Current system arch around RabbitMQ
We have a cluster of queues and exchanges to support a message.
- Main exchange: This is where messages are received from message producers for processing the first time. This can be a topic or fanout (Current issue is about the fanouts)
- Main Queue(s): This is the queue from which the consumer picks the message for processing.
- Dead exchange and queue: Simple basic setup for the bad messages.
- Delay queue: This is the queue which gets the messages from the consumer if needs to be re-tried. Messages in this queue have a specific ttl and the dead exchange for this queue is “Main exchange”. Nobody listen to this queue, message just sit to expire and moved to “Main exchange”.
- Error Queue: The messages which unable to process even after retry goes here. Again currently nobody listen to them.

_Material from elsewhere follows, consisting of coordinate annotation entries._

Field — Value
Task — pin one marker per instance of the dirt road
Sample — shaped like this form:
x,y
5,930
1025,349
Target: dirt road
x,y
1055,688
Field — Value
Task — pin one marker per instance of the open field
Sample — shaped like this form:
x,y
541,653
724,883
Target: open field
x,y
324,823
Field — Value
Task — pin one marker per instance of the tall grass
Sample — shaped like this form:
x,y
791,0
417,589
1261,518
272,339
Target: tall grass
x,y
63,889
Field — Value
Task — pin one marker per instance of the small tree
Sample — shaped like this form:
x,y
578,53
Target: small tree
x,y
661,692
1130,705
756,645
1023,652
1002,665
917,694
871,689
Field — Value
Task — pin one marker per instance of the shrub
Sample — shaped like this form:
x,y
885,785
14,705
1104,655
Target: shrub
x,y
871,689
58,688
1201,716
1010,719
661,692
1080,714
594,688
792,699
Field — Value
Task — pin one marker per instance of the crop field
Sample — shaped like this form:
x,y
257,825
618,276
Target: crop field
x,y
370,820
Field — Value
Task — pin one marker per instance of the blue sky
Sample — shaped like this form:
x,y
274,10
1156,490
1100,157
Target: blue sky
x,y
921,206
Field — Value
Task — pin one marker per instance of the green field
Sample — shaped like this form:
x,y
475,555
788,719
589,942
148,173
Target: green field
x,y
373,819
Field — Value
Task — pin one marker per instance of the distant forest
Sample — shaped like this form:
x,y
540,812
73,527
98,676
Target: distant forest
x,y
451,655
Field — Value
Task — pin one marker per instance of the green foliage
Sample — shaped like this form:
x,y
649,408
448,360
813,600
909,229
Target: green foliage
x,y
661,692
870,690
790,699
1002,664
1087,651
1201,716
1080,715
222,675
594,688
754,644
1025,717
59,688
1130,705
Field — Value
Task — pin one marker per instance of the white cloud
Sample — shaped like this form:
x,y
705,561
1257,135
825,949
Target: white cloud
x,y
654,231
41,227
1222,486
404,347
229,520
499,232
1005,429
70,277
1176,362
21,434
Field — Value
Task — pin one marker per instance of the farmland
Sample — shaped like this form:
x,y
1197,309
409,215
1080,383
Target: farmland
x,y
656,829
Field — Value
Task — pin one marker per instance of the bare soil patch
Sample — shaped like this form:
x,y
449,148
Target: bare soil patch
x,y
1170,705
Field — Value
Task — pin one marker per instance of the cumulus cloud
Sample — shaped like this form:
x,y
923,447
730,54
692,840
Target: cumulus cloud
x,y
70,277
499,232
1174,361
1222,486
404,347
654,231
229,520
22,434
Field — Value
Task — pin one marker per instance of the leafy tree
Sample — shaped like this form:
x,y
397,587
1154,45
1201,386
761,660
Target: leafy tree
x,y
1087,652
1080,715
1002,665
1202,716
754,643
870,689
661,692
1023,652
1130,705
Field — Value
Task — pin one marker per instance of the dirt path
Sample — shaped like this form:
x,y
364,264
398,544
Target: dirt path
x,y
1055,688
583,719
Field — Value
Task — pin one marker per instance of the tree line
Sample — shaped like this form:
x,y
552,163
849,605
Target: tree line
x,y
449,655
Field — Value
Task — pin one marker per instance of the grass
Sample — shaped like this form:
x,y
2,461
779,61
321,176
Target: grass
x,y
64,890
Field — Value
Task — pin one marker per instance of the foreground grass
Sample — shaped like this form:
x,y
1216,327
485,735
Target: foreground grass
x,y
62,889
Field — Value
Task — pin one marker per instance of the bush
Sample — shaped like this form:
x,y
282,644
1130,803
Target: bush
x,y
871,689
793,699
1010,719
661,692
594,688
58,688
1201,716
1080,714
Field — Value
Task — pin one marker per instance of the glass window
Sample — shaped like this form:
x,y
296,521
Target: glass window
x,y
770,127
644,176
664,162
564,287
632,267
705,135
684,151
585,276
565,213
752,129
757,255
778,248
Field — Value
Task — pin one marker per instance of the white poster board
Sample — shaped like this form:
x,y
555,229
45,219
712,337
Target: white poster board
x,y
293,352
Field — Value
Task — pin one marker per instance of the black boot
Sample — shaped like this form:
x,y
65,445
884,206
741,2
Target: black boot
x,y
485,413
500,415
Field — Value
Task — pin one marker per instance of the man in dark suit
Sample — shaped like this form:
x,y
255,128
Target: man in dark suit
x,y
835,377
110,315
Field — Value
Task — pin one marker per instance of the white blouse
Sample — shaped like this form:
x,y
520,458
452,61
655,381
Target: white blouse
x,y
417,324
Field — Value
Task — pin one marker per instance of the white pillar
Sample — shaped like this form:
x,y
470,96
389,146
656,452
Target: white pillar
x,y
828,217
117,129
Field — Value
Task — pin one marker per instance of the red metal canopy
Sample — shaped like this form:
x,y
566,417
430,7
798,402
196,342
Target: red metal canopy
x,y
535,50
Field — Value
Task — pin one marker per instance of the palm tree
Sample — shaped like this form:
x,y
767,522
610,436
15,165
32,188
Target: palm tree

Problem Scenario with above setup:
Say I have a fanout “foo-exchange” which sends messages to queues “bar” and “baz”. Let’s say a message comes in, and it’s valid, and “bar” processes it successfully, but “baz” fails for some reason (maybe an external service is down) and we want to retry it after 5 minutes. The message from “baz” is sent to back to “foo-exchange” (via the delay queue) which then not only sends it back to “baz”, but “bar” as well.
Current implemented solution (we want something better than this!)
We have an exchange per queue to send the retried message back to a specific queue after the retry timeout period.
In this scenario, we have 3 exchanges (“foo-exchange”, “foo-exchange-dead”, “Baz-exchange-retry (1 per queue to fanout exchange)” and 3 queues (“baz-queue”, “baz-queue-delay”, “baz-queue-error” and 1 dead queue for whole exchange (“foo-queue-dead).
This setup is for 1 queue to fanout and will increase considerably which a fanout exchange have multiple consumer queues.
So, we need a solution which can decrease this complex setup into some manageable queues and exchanges
Things we already looked into:
- x-delay-exchange: This is not a good solution for us as this doesn’t tell how many messages are waiting to process again. We need to know how many to retry in case of external failure. (https://github.com/rabbitmq/rabbitmq-delayed-message-exchange)
- Message ttl to main queue: This blocks all messages behind the delayed message.